The South Polar Times: Captain Scott's newspaper revisited
This article is more than 12 years oldCaptain Scott's two Antarctic expeditions had their own newspaper, the South Polar Times, now reprinted for collectorsIt had the lowest possible circulation for any newspaper in the world. Only one copy of each edition was ever printed. Yet the South Polar Times had a readership that would bring tears to the eye of a media mogul. Every single person on the continent of Antarctica read it. For good measure, the paper also had a startlingly impressive list of editors that included polar exploration leader Ernest Shackleton as well as Apsley Cherry-Garrard, author of the travel classic The Worst Journey in the World.

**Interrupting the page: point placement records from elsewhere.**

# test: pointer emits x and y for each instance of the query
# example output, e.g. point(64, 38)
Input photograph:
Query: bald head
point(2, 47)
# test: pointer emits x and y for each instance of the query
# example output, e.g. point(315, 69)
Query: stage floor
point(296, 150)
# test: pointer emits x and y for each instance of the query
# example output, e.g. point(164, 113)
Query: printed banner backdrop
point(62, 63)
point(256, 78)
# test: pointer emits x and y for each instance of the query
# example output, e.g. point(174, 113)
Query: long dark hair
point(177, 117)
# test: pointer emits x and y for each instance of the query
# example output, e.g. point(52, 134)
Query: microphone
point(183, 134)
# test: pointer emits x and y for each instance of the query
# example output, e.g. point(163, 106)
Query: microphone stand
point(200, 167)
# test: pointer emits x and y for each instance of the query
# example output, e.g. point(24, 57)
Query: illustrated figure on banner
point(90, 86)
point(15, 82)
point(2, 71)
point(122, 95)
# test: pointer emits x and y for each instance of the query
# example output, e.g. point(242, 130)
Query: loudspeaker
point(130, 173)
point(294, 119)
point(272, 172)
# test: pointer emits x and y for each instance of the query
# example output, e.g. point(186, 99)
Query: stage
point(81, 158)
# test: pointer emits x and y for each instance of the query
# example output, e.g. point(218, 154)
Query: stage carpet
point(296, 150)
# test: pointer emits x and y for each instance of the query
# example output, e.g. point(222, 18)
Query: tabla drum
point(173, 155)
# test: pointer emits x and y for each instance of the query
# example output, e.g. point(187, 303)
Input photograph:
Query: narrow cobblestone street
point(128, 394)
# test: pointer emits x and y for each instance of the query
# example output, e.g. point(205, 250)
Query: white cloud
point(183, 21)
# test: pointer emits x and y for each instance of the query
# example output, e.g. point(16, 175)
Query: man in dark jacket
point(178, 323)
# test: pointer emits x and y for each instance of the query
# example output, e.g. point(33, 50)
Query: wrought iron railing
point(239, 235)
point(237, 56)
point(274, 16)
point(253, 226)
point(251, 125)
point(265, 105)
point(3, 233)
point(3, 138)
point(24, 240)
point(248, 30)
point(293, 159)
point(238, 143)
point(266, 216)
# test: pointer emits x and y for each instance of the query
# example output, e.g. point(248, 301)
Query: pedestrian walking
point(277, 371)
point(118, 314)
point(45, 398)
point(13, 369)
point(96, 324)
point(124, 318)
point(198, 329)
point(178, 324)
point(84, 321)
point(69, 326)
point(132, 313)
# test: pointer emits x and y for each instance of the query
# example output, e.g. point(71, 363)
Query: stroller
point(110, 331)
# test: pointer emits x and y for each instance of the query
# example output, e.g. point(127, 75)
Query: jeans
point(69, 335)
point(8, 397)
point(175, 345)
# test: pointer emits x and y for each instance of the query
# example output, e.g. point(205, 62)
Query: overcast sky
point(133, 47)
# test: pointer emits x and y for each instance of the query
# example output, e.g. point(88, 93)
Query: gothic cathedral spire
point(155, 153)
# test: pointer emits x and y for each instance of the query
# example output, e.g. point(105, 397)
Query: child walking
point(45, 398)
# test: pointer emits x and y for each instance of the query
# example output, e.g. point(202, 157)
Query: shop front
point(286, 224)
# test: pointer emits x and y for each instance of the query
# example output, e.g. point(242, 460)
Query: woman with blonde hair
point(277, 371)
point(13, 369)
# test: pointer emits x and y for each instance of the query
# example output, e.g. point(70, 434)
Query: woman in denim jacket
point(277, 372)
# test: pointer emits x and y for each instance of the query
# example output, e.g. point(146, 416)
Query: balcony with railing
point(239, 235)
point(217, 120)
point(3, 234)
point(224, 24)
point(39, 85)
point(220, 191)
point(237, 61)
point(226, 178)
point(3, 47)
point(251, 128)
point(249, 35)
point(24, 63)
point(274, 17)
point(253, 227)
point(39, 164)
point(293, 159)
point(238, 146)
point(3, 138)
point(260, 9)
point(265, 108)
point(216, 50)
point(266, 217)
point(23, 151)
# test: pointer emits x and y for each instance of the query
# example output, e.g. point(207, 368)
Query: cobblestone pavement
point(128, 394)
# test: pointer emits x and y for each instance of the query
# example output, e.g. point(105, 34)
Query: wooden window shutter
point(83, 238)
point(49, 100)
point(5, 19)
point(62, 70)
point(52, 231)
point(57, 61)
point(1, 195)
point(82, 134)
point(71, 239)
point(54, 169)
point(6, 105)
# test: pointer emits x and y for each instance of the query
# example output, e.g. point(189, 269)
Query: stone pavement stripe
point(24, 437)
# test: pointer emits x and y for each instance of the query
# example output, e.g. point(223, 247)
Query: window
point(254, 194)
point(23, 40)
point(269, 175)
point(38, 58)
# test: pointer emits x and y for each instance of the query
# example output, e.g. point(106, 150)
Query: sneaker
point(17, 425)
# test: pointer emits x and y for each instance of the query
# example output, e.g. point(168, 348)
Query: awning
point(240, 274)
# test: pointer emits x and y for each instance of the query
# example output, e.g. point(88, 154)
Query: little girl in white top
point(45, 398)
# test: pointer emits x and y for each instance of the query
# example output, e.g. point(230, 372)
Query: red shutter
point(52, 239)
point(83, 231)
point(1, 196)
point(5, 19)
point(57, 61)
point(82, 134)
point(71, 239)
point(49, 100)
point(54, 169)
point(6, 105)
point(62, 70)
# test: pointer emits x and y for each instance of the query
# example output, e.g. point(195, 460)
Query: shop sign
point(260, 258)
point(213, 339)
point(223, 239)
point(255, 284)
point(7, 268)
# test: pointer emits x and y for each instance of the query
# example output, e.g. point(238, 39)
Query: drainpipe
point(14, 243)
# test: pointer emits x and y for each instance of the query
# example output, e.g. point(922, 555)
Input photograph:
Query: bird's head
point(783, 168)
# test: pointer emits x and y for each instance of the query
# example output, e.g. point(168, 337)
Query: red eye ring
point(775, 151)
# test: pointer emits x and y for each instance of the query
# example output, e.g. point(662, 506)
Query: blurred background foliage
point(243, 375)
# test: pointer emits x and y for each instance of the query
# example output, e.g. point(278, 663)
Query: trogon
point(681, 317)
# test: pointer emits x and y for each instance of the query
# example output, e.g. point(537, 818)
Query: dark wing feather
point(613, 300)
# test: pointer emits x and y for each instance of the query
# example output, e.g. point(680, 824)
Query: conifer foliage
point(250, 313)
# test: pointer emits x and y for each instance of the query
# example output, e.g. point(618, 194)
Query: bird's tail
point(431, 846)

By any reckoning, the paper was an extraordinary publication whose treasures can now be shared with readers in Britain – for £495 for a bound Folio Society reproduction of its entire 12 issues. Each paper – which ran from 30 to 50 pages – includes photographs, features, caricatures of officers and men, whimsical observations of life in Antarctica, cartoons, weather reports and a range of breathtaking watercolours of the polar landscape – most of them works by zoologist Edward Wilson, Scott's deputy, and a painter of considerable talent.
"Wilson turns out to be an artist who was capable of some truly exquisite work," says Joe Whitlock Blundell, the Folio Society's production director. "These are some of the key high points of the South Polar Times. Wilson was clearly a remarkable artist."
Written a century ago, the papers are also intriguing historical documents in their own right, including popular music-hall songs rewritten with new lyrics; a pastiche of Walt Whitman's poetry; and an account of their own expedition as recently decoded papyrus leaves – a spoof on the great Rosetta Stone controversy.
The South Polar Times was produced by the men of Robert Scott's two journeys to Antarctica: the Discovery expedition of 1901–04, and the Terra Nova expedition of 1910–13. (Each journey was named after the ship that took Scott's teams to Antarctica.) Regular journals on long voyages were a Royal Navy tradition and Scott was determined to keep it up. Among the boxes of cargo brought by his ships, Scott included a typewriter, reams of good quality paper and art supplies. In the end, 12 issues of the Times were produced: eight from the first of Scott's trips to the Antarctic and four from his second, ill-fated expedition.
All are marked by their jollity and would have provided a welcome diversion for the men during the long, dark austral winters. However, it is the last issue of the South Polar Times that provides the most touching copy. It was written and produced in June 1912, by which time Cherry-Garrard and the rest of the men living in the expedition hut of Ross Island knew that Scott and his four companions – Wilson, Henry Bowers, Edgar Evans and Lawrence Oates – were dead. Their supplies would have run out weeks earlier.
"They still produced the Times, but there is no mention of the fact that Scott and the polar team were missing. Yet their absence would been like an elephant in the room," says Blundell. "The paper has jokes in it but they fall flat.
"However, it is the weather records in that issue that are the real eye-openers," he adds. "They show that for the few preceding months, the wind and snow conditions were the worst that had been experienced for that time of year and illustrate just how unlucky were Scott and his men. As the South Polar Times reveals, they were simply caught in some of the worst weather in the world."